Strukturierung ist die Wahl des passenden Werkzeugs oder eines sinnvollen Mix von Dokumentationstechniken und die Zusammenstellung der „richtigen“ Anforderungen für die Spezifizierung und Modellierung.
Während in der Praxis häufig Anforderungen freihändig in Textform dokumentiert werden, werden in Kapitel 2.6 die Vorteile einer systematischen textlichen Form aufgezeigt. Im darauffolgenden Kapitel 2.7 werden dann standardisierte Modellierungstechniken erläutert, die sich für die Dokumentation von Anforderungen besonders eignen.
Verifizierung, Validierung
Grundsätzlich sollten erhobene und dokumentierte Anforderungen geprüft werden. Fehler im Anforderungsdokument können sich ansonsten bis in die Lösung fortsetzen.

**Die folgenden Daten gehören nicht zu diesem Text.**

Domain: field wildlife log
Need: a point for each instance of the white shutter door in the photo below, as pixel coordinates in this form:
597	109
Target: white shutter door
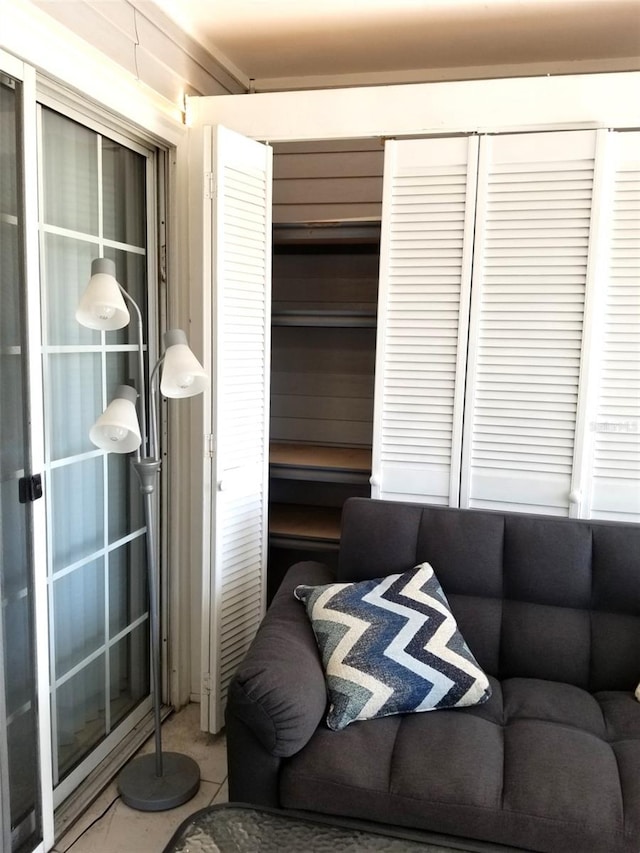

Verifizierung ist die formale Überprüfung von Anforderungen auf Fehler, Redundanzen, Lücken und Widersprüche. Im Sinne des Vier-Augen-Prinzips sollte idealerweise nicht allein der Autor des Anforderungsdokuments die Anforderungen überprüfen. Grundsätzlich können das auch die Stakeholder tun. Es hat sich bewährt, dass ein oder mehrere weitere Business-Analysten (sogenannte Peers) die Verifizierung übernehmen. Da hier die rein formale Überprüfung der Anforderungen im Vordergrund steht, benötigen die Prüfer in den meisten Fällen keine detaillierten fachlichen oder inhaltlichen Kenntnisse. Ganz im Gegenteil kann ein neutraler (nicht „betriebsblinder“) Blick sogar sehr hilfreich sein.
Validierung ist die Überprüfung der Anforderungen dahingehend, ob sie zielgerichtet sind. Business-Analysten sollten einerseits prüfen, dass keine übertriebenen Anforderungen eingebracht werden (Goldrandlösung). Andererseits überprüfen sie, ob die Ziele mit den Anforderungen voraussichtlich erreicht werden können. Die Validierung führt die Geschäftsanforderungen, die das „Warum“ und damit die erwünschten Wirkungen beschreiben, mit den Stakeholder-Anforderungen und Lösungsanforderungen zusammen, die den Weg zum Ziel beschreiben („Was“ und „Wie“).
Genehmigung
Genehmigung ist die formale oder informale Abnahme der dokumentierten Anforderungen für die weiteren Schritte, insbesondere für die Umsetzung. Business-Analysten haben in den seltensten Fällen das Recht, selbst Anforderungen zu genehmigen. In klassischen Vorgehensmodellen genehmigt das Gremium (zum Beispiel Lenkungsausschuss) oder die Person (zum Beispiel Sponsor), die dem Projekt vorsteht. In agilen Vorgehensmodellen wird die Genehmigung meistens durch eine Rolle durchgeführt; in Scrum zum Beispiel durch den Product Owner.
Anforderungsmanagement
Im Laufe der Business-Analyse werden in der Regel viele Anforderungen ermittelt und weiter analysiert. Es ist sinnvoll, diese Anforderungen über deren gesamten Lebenszyklus hinweg zu verwalten, sodass sie genutzt, gepflegt und bei Bedarf weiterverwendet werden können.